Employment was much more lung-unfriendly too - mining, dyeing and tanning, the cloth industry or industrial scale laundries just to name a few.

Has there ever been a time in human history when our lungs were pink and flawless since we first learnt to make fire? It’s not modern life that’s killing us, being alive has always been dangerous. We just have more media to scare us about it now.

In ye olden days food was full of germs and poo and parasites as well as adulterants – for example alum, plaster of Paris and ash in bread.
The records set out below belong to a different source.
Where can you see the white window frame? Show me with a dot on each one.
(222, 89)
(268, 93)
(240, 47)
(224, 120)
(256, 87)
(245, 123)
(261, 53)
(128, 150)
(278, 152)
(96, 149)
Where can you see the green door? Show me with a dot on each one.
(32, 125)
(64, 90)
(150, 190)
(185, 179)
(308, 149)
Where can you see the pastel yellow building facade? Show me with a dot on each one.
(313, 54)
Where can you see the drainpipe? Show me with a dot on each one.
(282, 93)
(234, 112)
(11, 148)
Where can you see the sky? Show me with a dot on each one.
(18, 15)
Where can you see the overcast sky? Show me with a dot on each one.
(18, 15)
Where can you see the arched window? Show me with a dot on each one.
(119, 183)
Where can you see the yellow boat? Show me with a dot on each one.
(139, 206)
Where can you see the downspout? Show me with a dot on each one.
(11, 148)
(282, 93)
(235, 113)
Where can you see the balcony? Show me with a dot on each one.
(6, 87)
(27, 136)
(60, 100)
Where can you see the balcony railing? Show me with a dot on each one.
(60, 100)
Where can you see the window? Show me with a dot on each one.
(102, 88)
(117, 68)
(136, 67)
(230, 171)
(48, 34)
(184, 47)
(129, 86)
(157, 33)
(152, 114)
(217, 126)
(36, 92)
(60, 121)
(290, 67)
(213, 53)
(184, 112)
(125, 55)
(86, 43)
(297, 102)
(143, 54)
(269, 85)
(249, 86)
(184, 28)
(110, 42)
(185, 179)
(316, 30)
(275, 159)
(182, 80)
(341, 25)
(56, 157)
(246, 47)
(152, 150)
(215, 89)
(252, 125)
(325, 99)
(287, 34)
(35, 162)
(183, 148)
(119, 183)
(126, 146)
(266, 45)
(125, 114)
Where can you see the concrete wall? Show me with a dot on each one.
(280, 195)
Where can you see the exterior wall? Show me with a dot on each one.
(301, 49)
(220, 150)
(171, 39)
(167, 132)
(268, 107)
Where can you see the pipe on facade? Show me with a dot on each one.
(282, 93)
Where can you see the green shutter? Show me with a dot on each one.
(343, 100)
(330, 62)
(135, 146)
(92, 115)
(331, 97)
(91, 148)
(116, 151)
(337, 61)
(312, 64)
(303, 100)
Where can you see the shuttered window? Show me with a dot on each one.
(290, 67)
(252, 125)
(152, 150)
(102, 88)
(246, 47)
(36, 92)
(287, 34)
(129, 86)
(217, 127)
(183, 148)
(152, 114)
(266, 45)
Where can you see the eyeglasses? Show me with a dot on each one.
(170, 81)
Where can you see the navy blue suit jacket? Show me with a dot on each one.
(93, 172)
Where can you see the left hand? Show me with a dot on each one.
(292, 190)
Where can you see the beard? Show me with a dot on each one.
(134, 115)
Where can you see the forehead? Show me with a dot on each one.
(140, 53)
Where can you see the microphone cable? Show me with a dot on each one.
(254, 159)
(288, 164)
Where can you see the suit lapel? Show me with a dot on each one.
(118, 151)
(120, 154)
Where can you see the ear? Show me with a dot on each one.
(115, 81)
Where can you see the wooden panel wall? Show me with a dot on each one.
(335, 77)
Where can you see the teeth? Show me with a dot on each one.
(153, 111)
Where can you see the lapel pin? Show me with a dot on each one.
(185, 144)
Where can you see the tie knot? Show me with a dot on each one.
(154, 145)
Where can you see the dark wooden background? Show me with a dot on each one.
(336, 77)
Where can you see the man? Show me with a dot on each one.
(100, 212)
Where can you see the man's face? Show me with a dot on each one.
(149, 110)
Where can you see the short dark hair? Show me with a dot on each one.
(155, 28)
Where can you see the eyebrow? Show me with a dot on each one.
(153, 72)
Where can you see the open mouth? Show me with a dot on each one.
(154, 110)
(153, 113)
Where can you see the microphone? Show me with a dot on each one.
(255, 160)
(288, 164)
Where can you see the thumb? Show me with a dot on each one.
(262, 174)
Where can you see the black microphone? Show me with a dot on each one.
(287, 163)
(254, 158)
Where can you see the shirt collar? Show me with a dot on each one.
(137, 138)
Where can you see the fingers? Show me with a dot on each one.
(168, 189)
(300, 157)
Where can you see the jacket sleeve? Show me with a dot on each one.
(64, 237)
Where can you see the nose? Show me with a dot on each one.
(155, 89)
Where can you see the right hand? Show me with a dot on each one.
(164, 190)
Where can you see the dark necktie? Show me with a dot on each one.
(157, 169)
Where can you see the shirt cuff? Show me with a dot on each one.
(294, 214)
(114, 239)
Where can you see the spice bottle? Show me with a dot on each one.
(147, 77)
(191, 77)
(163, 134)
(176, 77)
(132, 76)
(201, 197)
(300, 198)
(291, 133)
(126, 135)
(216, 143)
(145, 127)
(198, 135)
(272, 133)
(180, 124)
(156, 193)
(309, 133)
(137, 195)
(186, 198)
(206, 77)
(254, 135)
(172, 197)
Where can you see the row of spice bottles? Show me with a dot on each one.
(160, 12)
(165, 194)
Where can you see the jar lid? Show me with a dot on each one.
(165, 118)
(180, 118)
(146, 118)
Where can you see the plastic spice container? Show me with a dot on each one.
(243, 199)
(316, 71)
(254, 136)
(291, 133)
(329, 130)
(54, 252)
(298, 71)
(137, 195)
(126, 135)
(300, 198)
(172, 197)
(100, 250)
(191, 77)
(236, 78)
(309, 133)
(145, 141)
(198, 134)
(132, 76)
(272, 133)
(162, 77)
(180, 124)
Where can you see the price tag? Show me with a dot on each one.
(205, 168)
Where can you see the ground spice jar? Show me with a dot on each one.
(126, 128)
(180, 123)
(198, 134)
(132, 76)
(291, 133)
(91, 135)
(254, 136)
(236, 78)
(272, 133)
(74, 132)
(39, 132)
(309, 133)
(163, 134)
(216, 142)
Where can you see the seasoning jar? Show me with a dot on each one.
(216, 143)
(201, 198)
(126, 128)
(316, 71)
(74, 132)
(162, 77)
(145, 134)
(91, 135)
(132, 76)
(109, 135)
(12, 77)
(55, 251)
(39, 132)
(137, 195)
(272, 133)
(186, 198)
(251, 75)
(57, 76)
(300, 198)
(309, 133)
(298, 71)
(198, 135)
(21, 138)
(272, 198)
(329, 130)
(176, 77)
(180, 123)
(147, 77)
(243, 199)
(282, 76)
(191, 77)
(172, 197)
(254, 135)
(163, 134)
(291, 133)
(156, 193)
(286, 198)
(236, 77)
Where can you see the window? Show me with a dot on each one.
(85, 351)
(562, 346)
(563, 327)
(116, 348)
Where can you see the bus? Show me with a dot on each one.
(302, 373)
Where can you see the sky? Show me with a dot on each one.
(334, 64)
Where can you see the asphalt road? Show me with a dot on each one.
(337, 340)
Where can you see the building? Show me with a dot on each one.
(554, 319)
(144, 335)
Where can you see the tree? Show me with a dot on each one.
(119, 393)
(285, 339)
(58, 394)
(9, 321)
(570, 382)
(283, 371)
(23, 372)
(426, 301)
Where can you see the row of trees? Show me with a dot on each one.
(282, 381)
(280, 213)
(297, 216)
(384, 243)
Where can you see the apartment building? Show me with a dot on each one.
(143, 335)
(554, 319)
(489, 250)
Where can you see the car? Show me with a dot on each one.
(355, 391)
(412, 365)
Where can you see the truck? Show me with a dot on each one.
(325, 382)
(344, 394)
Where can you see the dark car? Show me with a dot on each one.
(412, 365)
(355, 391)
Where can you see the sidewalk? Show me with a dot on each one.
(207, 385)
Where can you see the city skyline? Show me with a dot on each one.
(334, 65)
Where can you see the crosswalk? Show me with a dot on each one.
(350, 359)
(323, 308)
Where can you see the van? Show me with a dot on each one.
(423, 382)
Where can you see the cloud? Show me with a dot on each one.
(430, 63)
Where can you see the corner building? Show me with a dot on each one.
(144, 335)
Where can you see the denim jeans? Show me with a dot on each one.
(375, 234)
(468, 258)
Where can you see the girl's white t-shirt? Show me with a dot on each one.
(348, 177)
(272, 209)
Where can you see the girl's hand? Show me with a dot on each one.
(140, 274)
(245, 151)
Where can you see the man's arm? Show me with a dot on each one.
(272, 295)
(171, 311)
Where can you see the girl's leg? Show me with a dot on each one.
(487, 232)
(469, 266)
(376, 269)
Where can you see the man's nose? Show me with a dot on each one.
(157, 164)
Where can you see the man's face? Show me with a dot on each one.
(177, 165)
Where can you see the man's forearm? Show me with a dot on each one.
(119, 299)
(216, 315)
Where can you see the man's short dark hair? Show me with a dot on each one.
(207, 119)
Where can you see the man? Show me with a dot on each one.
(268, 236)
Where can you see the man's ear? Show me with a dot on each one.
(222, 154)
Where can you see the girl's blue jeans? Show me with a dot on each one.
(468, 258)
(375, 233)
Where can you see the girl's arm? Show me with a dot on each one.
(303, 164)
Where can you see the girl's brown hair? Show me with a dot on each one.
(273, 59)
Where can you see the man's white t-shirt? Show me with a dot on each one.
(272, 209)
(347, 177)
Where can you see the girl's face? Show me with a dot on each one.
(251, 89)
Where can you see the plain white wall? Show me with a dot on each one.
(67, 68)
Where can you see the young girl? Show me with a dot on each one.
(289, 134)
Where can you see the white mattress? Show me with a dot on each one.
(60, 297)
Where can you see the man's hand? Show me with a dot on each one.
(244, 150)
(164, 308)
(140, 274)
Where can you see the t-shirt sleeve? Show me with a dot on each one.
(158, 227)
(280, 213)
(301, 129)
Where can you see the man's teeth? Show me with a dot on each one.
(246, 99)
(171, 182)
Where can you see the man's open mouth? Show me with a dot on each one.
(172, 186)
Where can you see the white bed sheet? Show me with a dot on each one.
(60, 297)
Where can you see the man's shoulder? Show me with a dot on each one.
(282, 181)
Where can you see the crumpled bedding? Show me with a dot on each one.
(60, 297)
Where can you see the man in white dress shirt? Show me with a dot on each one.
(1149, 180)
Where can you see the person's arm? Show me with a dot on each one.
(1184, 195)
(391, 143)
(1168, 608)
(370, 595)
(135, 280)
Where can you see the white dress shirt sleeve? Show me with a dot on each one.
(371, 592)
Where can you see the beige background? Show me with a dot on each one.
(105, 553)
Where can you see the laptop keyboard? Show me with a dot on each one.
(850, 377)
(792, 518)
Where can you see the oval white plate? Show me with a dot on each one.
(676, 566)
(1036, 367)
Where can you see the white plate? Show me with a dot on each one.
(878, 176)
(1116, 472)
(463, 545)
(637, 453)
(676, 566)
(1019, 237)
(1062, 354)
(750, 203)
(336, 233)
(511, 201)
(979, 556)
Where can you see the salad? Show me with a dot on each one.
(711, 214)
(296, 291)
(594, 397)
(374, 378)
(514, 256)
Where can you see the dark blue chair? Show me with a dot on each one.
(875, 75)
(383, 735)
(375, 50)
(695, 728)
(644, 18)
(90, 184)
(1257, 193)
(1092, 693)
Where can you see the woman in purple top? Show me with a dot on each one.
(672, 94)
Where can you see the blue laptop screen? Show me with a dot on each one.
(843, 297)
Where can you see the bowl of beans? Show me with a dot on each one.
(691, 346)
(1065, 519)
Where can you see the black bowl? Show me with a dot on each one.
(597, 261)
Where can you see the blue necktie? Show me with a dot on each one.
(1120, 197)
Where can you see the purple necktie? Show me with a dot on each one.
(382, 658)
In 1872, adulterants in food were found to include ‘strychnine, cocculus inculus (both hallucinogens) and copperas in rum and beer; sulphate of copper in pickles, bottled fruit, wine, and preserves; lead chromate in mustard and snuff; sulphate of iron in tea and beer; ferric ferrocynanide, lime sulphate, and turmeric in chinese tea; copper carbonate, lead sulphate, bisulphate of mercury, and Venetian lead in sugar confectionery and chocolate; lead in wine and cider; all were extensively used and were accumulative in effect, resulting, over a long period, in chronic gastritis, and, indeed, often fatal food poisoning. Red lead gave Gloucester cheese its 'healthy' red hue.’ Ice cream was found to contain ‘cocci, bacilli, torulae, cotton fiber, lice, bed bugs, bug's legs, fleas, straw, human hair, and cat and dog hair’.

Yum. So much for hipster nostalgia.

 Of course we need to avoid harm where we can but we need to separate real harm from hysteria, conspiracy theories and marketing opportunities. Headlines about city air being as bad as smoking don’t help. We’re never going to live some bucolic idyll in the Shires like hobbits.

Fear and guilt make for good headlines and clickbait but things are not getting worse. They’ve always been bad. The history of humanity is about processing, ingesting and inhaling stuff that's bad for us. Sometimes for fun.